Much anticipation greeted Battaash’s return in this corresponding race last year but he scrambled home by just a head from 16-1 shot Washington DC, leaving connections underwhelmed with the performance and hoping for better.
Battaash went on to be beaten in three of his four subsequent starts, having been sent off favourite or second favourite each time, with his performances often marked by fractiousness and difficulties on the way to the start or in the stalls themselves.
However, the Battaash of 2018 does not compare to the one Hills has on his hands this year, in the trainer’s view, with the five-year-old behaving well in his training at home and pleasing with his outward appearance and his performances on the gallops.
“I was never 100 per cent happy with him last year,” Hills said on Sunday. “He didn’t look at his best in his coat at any point but he still won a couple and showed up really well in his other races, so it was far from a bad season.
“When he’s at his best he’s very good – and he showed that at times last season – but it might be that he just lacked an edge. He’s training well now and putting his efforts in the right direction, so we’re really looking forward to getting him back on Saturday.”
As a three-year-old Battaash produced a sequence of stunning performances in the familiar silks of owner Hamdan Al Maktoum, drawing comparisons with the owner’s other great five-furlong sprinter Dayjur by landing the Group 2 King George Stakes at Goodwood and the Group 1 Prix de l’Abbaye at Longchamp.
Yet apart from blitzing his rivals for a second time at Glorious Goodwood under Jim Crowley, Battaash failed to scale the same heights last season leaving Hills to ponder if the previous season had left its mark.
He said: “As a three-year-old he took on the older horses and had a hard season and that might have affected him a bit more than we realised.

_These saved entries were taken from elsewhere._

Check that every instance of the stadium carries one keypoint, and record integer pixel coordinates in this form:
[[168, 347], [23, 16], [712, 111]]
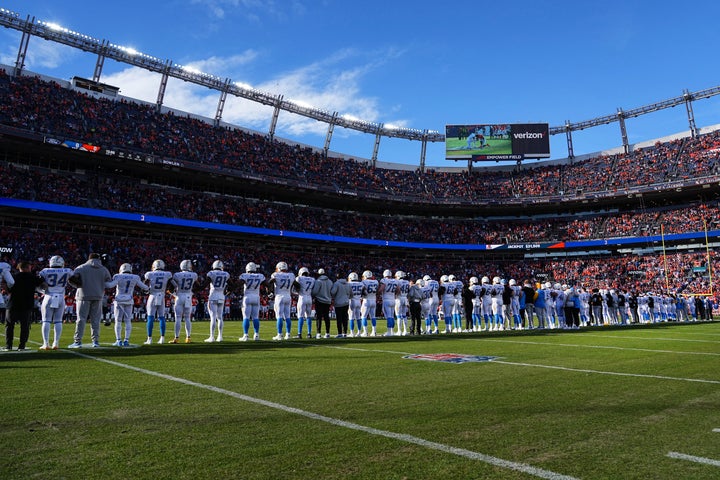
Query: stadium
[[86, 170]]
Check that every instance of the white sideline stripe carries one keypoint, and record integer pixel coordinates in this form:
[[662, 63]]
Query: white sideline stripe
[[692, 458], [652, 338], [602, 372], [609, 347], [494, 461]]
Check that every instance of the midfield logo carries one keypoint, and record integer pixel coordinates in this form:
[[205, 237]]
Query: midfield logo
[[450, 358]]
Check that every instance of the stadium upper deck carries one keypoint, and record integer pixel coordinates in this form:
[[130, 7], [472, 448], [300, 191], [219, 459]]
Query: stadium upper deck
[[51, 113]]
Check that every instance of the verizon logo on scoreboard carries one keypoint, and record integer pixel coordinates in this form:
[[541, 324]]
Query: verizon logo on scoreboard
[[509, 141]]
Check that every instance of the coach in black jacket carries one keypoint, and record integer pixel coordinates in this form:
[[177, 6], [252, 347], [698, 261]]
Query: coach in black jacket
[[21, 305]]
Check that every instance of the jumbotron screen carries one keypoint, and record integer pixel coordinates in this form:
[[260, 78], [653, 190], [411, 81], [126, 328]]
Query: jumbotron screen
[[479, 142]]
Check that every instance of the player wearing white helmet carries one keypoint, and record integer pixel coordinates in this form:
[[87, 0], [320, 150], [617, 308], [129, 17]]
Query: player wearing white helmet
[[402, 305], [218, 279], [425, 318], [183, 282], [559, 297], [251, 281], [281, 282], [55, 279], [355, 311], [368, 308], [124, 283], [157, 280], [388, 291], [447, 296], [496, 294], [432, 320], [515, 303], [550, 314], [476, 290], [303, 286], [458, 307], [486, 296]]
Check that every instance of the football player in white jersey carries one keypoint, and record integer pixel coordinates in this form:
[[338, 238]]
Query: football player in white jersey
[[218, 279], [157, 280], [457, 307], [515, 303], [358, 290], [251, 281], [369, 303], [476, 290], [388, 292], [431, 324], [303, 285], [183, 282], [124, 283], [281, 282], [486, 296], [402, 306], [6, 275], [55, 279], [447, 294], [425, 303]]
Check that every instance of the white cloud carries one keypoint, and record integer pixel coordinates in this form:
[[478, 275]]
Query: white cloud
[[324, 85]]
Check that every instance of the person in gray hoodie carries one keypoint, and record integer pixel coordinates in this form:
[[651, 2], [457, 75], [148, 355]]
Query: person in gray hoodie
[[322, 294], [91, 279], [341, 293]]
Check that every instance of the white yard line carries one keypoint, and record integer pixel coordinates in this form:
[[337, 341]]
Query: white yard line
[[602, 372], [494, 461], [692, 458], [651, 338]]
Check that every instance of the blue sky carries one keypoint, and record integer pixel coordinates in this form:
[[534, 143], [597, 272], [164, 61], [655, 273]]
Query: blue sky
[[411, 64]]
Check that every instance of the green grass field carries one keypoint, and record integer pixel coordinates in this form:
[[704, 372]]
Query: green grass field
[[607, 403]]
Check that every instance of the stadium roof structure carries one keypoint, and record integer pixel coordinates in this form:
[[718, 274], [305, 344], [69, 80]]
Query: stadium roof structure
[[167, 68]]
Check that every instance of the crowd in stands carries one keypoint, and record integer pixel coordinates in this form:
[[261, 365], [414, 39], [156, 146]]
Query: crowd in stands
[[46, 107], [687, 272]]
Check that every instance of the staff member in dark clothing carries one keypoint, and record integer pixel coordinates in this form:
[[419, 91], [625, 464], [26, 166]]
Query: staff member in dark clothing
[[21, 305]]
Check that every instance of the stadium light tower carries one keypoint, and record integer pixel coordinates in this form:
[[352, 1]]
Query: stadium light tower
[[623, 130]]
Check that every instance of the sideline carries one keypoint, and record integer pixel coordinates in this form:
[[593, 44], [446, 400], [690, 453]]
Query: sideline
[[553, 367], [692, 458], [494, 461], [608, 347]]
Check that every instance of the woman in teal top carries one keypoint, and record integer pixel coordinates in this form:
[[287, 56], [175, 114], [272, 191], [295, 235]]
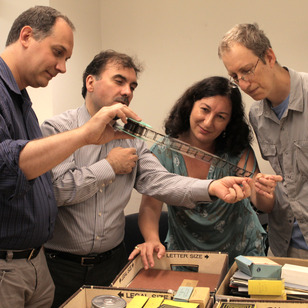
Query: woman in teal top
[[210, 116]]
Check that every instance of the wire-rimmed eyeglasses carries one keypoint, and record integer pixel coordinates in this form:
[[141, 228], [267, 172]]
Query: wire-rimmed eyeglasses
[[246, 76]]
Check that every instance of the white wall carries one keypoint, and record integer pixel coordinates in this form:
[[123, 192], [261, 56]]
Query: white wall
[[176, 40]]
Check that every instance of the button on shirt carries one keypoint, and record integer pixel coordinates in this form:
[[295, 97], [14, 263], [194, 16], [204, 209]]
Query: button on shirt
[[284, 143], [28, 208], [91, 197]]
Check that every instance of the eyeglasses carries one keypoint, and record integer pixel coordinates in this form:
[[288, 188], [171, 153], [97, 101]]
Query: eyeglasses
[[246, 76]]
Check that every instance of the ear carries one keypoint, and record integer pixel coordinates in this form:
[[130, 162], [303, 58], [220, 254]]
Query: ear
[[26, 33], [90, 80], [270, 57]]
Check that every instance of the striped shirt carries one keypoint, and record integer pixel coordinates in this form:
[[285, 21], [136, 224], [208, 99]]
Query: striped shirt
[[91, 197], [27, 208]]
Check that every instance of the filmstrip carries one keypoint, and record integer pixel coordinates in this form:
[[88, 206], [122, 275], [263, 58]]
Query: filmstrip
[[145, 132]]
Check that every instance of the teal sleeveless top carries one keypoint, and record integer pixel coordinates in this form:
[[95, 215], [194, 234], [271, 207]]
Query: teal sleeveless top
[[218, 226]]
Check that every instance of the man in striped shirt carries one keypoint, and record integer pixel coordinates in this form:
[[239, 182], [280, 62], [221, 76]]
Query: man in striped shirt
[[94, 184]]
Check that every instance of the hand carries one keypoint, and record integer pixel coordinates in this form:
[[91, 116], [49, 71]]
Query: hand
[[265, 184], [98, 129], [146, 251], [122, 160], [231, 189]]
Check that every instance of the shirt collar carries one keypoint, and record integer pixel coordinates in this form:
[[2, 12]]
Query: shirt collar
[[7, 77]]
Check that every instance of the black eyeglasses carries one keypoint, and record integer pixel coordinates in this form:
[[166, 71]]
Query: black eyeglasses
[[247, 76]]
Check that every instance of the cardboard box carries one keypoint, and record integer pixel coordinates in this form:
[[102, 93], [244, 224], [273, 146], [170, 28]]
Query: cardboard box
[[83, 297], [222, 293], [264, 268], [215, 263], [260, 304], [206, 263]]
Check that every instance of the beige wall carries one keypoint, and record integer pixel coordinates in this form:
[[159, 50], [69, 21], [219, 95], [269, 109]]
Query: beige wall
[[176, 40]]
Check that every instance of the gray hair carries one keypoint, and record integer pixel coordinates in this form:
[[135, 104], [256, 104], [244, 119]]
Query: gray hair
[[40, 18], [248, 35]]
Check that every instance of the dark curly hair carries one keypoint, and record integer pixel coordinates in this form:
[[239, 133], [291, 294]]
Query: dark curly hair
[[237, 135], [40, 18], [100, 61]]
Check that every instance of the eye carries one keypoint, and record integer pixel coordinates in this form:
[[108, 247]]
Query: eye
[[221, 117], [119, 81], [205, 109], [57, 52]]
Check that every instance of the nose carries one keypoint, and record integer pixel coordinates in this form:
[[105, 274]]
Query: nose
[[243, 84], [127, 91], [61, 66], [208, 120]]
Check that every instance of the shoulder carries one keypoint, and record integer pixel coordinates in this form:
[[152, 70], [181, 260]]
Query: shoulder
[[64, 121]]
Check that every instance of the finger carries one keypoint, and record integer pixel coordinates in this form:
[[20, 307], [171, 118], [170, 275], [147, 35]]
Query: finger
[[161, 251], [122, 135], [239, 192], [144, 258], [247, 189], [133, 254]]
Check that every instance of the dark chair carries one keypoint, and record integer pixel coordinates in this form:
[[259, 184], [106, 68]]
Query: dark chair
[[133, 235]]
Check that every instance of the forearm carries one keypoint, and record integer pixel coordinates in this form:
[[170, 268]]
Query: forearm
[[262, 203], [41, 155], [75, 184], [149, 215]]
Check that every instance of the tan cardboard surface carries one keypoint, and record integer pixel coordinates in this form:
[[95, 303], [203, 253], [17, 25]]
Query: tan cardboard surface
[[204, 262], [222, 292], [83, 297]]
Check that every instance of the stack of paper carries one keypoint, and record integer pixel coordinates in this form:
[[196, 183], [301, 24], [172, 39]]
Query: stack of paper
[[296, 280], [257, 277]]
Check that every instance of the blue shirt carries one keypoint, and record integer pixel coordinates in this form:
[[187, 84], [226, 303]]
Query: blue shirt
[[284, 143], [27, 208]]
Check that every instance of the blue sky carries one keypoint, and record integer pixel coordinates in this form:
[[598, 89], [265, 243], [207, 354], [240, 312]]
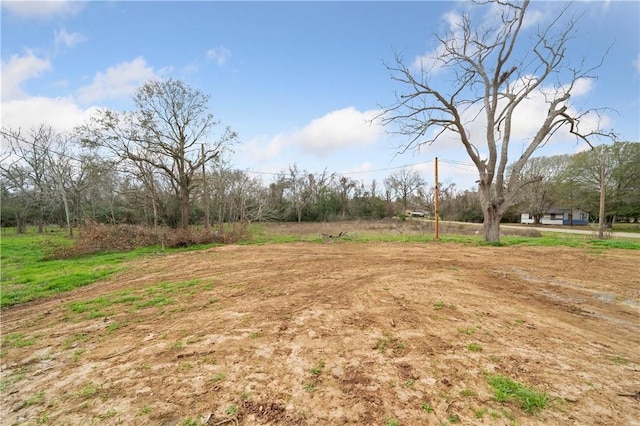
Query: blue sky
[[297, 80]]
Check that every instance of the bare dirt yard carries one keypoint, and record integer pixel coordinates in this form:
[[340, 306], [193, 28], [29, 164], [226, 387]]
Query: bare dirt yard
[[333, 333]]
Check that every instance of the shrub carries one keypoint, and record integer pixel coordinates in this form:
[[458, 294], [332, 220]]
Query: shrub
[[96, 237]]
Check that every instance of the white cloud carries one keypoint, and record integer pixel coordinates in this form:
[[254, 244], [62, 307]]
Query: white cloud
[[61, 113], [341, 129], [219, 55], [430, 62], [262, 149], [118, 81], [42, 9], [19, 69], [63, 39]]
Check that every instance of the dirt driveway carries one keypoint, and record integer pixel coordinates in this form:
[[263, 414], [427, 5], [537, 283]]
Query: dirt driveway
[[334, 333]]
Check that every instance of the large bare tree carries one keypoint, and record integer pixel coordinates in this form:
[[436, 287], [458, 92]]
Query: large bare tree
[[494, 68], [165, 131]]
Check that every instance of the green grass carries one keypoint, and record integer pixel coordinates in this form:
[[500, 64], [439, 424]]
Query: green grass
[[506, 389], [26, 274]]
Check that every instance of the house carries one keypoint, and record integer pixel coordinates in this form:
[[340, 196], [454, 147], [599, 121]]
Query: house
[[559, 217]]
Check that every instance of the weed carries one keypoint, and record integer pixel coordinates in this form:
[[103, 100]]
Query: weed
[[318, 368], [505, 389], [218, 377], [88, 390], [474, 347], [77, 353], [17, 340], [619, 360], [108, 414], [480, 413], [391, 421], [467, 330], [232, 410], [410, 383], [468, 392], [36, 399], [147, 409], [384, 343], [453, 418], [426, 407], [186, 366]]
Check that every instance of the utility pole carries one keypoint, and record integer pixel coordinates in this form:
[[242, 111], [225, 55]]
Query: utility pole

It can happen with horses that they almost miss a season and then come back the next year as good as, if not better, than before.
“We’ve been very fortunate that Dane O’Neill [second rider for Sheikh Hamdan] has been in to ride him in a lot of his work this spring and Jim came in to sit on him for his last piece and that’s put him spot on. Jim’s very happy with him, as am I.”
A back-to-form Battaash is a tantalising prospect in a sprint division already containing stars like Blue Point, who defeated Battaash in last year’s King’s Stand Stakes, Kachy and Mabs Cross, who conceded a 7lb Group 1 penalty to her rivals in the Group 3 Palace House Stakes at Newmarket last time.
The last two mentioned are also possible contenders for Saturday’s Temple Stakes, and Hills added: “I think there are some really nice horses in the sprint division this year and they’re not going to be easy to win. It’s going to be a tough ask at Haydock but I’m really very happy with him. Kachy is a proper horse and is race fit and we’re just coming out at the start of our season, which you have to remember.
“But we know Battaash is a talented horse and we hope he can have a good year, starting with Haydock at the weekend.”